From 7bba265eed2fcd3940ef407b6c301868f73ede25 Mon Sep 17 00:00:00 2001
From: David Horstmann <david.horstmann@arm.com>
Date: Fri, 30 Jan 2026 12:23:16 +0000
Subject: [PATCH] Add link to TF-PSA-Crypto SECURITY.md

To avoid confusion about the threat model of cryptographic code, add a
link to the SECURITY.md of TF-PSA-Crypto. This should help users who are
unaware that the cryptography has been split into a separate repository.

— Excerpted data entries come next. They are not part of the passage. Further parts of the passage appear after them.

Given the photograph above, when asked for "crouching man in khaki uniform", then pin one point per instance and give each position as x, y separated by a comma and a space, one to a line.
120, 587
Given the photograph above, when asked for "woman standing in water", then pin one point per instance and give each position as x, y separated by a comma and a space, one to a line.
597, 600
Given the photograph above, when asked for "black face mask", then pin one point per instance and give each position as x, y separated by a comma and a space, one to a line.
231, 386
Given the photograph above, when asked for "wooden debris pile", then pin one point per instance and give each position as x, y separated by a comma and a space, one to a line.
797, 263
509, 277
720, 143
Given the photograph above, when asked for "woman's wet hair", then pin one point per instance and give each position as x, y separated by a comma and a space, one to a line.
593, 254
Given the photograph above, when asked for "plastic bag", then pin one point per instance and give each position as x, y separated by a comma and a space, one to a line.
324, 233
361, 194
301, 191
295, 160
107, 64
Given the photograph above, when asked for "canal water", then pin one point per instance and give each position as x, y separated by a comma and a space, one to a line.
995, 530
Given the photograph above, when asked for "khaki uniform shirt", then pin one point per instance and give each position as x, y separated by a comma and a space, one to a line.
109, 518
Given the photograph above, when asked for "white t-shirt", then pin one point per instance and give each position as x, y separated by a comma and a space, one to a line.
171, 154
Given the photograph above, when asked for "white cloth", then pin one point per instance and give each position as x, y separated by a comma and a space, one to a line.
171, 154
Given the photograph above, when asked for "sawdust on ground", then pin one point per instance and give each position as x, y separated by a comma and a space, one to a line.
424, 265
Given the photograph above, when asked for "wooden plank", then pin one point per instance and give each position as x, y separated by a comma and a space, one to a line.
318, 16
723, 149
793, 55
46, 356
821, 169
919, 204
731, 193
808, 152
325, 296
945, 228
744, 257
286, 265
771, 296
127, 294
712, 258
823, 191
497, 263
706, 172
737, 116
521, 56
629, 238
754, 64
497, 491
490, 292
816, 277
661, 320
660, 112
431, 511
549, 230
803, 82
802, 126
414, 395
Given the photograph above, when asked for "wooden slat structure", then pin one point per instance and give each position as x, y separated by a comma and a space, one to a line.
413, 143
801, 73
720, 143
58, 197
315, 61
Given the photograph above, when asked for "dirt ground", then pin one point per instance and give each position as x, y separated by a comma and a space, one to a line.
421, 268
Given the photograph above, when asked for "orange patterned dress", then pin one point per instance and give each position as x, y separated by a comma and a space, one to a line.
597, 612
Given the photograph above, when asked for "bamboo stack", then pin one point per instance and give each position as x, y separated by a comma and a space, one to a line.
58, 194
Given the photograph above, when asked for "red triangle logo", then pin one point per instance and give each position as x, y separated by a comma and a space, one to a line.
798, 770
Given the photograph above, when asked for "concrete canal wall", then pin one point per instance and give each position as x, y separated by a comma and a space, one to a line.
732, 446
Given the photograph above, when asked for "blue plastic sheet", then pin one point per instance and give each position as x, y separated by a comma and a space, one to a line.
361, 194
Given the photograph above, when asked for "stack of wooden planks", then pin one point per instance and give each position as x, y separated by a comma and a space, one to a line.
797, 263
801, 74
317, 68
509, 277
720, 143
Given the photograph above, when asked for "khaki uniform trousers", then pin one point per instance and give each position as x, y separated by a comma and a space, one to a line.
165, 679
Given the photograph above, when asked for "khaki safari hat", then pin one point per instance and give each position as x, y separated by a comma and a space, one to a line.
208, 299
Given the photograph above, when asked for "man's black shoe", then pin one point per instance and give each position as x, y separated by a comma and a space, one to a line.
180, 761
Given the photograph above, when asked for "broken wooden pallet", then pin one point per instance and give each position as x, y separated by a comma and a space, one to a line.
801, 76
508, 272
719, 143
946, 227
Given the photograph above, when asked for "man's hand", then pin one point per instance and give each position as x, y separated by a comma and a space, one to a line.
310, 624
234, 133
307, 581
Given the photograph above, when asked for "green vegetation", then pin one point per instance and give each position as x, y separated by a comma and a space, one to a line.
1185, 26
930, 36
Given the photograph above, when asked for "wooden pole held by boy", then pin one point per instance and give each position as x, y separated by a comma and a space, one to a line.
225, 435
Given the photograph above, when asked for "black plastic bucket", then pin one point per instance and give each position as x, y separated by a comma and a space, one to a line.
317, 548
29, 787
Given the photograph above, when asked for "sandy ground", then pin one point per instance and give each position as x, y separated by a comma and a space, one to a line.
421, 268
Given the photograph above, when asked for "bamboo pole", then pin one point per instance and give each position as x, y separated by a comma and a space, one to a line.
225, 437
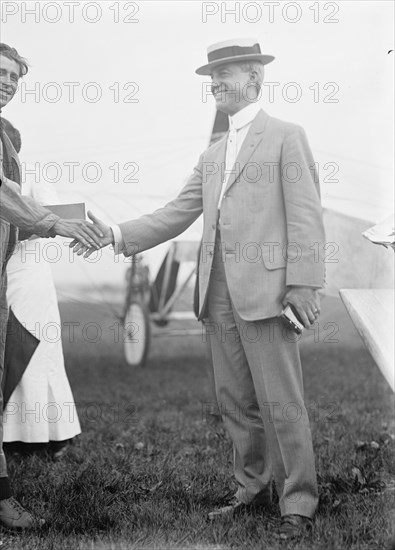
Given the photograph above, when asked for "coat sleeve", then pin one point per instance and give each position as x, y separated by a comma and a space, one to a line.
305, 228
166, 222
24, 212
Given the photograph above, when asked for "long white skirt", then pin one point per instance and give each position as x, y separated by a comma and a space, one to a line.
42, 407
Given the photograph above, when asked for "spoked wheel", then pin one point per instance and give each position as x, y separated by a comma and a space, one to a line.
136, 334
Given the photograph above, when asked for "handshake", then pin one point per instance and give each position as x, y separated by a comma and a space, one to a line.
87, 237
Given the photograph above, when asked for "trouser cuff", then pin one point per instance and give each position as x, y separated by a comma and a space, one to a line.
5, 488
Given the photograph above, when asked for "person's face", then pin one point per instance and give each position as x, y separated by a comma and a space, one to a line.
231, 88
9, 77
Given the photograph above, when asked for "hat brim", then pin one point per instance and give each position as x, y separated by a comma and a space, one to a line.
208, 69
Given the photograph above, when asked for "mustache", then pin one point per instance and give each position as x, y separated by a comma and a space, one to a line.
215, 88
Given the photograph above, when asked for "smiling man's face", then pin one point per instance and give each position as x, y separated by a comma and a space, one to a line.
231, 88
9, 77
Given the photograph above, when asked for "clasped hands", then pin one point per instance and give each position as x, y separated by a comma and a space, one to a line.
80, 246
306, 300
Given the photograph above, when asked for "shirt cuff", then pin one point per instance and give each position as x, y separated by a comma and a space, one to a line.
119, 243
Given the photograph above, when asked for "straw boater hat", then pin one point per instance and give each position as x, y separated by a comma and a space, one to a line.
230, 51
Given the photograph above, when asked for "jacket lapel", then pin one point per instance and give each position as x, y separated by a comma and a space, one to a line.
252, 139
13, 159
218, 165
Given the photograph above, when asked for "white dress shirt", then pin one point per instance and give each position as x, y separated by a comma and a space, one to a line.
239, 124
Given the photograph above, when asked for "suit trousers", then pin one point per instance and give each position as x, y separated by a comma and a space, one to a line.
259, 390
3, 331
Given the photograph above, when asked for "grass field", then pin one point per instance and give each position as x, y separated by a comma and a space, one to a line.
148, 466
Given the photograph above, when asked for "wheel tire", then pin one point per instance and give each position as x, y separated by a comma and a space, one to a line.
136, 334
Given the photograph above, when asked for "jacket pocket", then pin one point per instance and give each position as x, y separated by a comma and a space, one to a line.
273, 258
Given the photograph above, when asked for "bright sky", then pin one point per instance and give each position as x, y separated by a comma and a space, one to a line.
153, 61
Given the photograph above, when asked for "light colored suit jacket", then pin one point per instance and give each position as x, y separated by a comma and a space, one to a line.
270, 221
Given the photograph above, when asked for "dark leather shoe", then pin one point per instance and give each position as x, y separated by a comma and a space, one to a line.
236, 508
294, 526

Signed-off-by: David Horstmann <david.horstmann@arm.com>
---
 SECURITY.md | 6 ++++++
 1 file changed, 6 insertions(+)

diff --git a/SECURITY.md b/SECURITY.md
index 98cb59bd1c..7059970bb8 100644
--- a/SECURITY.md
+++ b/SECURITY.md
@@ -19,6 +19,12 @@ Only the maintained branches, as listed in [`BRANCHES.md`](BRANCHES.md),
 get security fixes.
 Users are urged to always use the latest version of a maintained branch.
 
+## Use of TF-PSA-Crypto
+
+Note that Mbed TLS uses the cryptography API provided by TF-PSA-Crypto. Its
+security policy can be found
+[here](https://github.com/Mbed-TLS/TF-PSA-Crypto/blob/development/SECURITY.md).
+
 ## Threat model
 
 We classify attacks based on the capabilities of the attacker.